Thirdly, ‘once armed with knowledge of these facts’, the court then makes its own assessment of:
(i) whether the connection between the likely operation of the regulation and the Statutory Purpose of the power is sufficiently direct and substantial; or
(ii) whether the regulation could not reasonably have been adopted as a means of attaining the Statutory Purpose, in which case it will be so lacking in reasonable proportionality as not to be a real exercise of the power
Consequently, for an Additional Rule to be validly made under the Subdivision (Body Corporate) Regulations 2001, and to be transitioned under the OCA, it needed to be made consistently with the body corporate’s functions or powers.  For ease of reference I set those out below:

201. Functions of bodies corporate


A body corporate has the following functions-


   (a)  to repair and maintain-


   (i)  the common property;


   (ii) the chattels, fixtures, fittings and services related to the common property or its enjoyment;


   (iii) the equipment and services for which an easement exists for the benefit of the land affected by the body corporate;


   (b)  to manage and administer the common property;


   (c)  to take out, maintain and pay premiums on insurance required or permitted by any Act or Division 4 of this Part and any other insurance the body corporate considers appropriate;


   (d)  to provide a certificate in accordance with Division 7 when requested;


   (e)  to take any action necessary or desirable to ensure that these Regulations and the rules of the body corporate are complied with;


   (f)  to carry out any other functions conferred on the body corporate by the Act, these Regulations or any other law.

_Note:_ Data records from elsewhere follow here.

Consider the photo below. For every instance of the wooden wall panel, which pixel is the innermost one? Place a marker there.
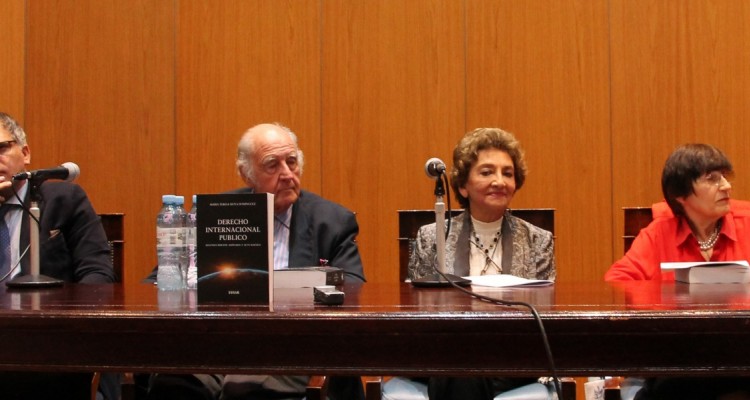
(242, 63)
(100, 93)
(12, 18)
(393, 96)
(539, 69)
(679, 74)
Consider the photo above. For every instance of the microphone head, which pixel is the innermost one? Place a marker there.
(434, 167)
(73, 171)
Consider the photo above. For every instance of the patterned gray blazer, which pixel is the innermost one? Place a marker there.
(528, 251)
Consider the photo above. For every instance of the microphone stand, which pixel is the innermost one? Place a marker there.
(439, 279)
(34, 278)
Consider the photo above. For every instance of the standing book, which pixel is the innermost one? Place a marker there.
(235, 248)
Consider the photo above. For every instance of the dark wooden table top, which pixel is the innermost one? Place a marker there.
(593, 328)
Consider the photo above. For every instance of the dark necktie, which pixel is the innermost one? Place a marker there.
(5, 240)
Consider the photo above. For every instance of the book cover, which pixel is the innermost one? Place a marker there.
(709, 271)
(235, 248)
(298, 277)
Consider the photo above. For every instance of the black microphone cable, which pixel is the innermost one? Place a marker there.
(534, 313)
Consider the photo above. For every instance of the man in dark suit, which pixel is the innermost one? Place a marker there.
(72, 248)
(308, 230)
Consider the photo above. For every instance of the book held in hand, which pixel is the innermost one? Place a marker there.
(709, 271)
(235, 248)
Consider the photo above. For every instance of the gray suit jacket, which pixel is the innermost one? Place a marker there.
(322, 230)
(528, 251)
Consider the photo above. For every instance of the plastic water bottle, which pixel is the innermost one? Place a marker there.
(169, 247)
(182, 234)
(192, 232)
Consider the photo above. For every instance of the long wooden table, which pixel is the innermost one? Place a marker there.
(593, 328)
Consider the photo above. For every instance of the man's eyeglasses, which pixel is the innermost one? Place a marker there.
(6, 145)
(716, 178)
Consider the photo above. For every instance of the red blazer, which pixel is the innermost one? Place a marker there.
(669, 239)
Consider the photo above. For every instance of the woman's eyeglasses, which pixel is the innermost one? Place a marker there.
(715, 178)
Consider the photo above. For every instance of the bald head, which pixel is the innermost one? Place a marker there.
(268, 160)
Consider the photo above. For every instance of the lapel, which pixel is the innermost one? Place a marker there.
(461, 256)
(24, 240)
(507, 242)
(300, 242)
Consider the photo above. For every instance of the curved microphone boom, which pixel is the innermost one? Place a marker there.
(434, 167)
(68, 172)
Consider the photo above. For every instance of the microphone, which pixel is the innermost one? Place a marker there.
(68, 172)
(434, 168)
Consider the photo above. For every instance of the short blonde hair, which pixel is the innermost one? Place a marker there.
(466, 153)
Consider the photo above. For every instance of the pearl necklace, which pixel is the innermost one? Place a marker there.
(709, 243)
(486, 250)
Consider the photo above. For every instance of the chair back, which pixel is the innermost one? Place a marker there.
(636, 218)
(114, 228)
(409, 222)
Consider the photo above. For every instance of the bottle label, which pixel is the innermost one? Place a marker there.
(168, 237)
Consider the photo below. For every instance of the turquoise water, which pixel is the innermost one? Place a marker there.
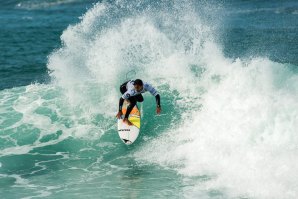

202. Powers of bodies corporate


(1) A body corporate has all the powers that are necessary to enable it to perform its functions, including, but not limited to, the following powers-


   (a)  to set fees intended to cover general administration and maintenance, insurance and other recurrent obligations of the body corporate, based on lot liability and to determine the times for payment of these fees;


   (b)  to levy special fees or charges designed to cover extraordinary items of expenditure, based on lot liability;


   (c)  to acquire, hold and dispose of personal property for the use of members of the body corporate and the occupants of lots and the general public;


   (d)  to borrow, repay and invest money;


   (e)  to establish and operate any bank account consistent with current business practice;


   (f)  to appoint or employ persons to assist the body corporate in the performance of its functions;


   (g)  to provide services or to enter into agreements for the provision of services to members of the body corporate and the occupiers of lots;


   (h)  any other powers conferred on it by these Regulations or the rules of the body corporate.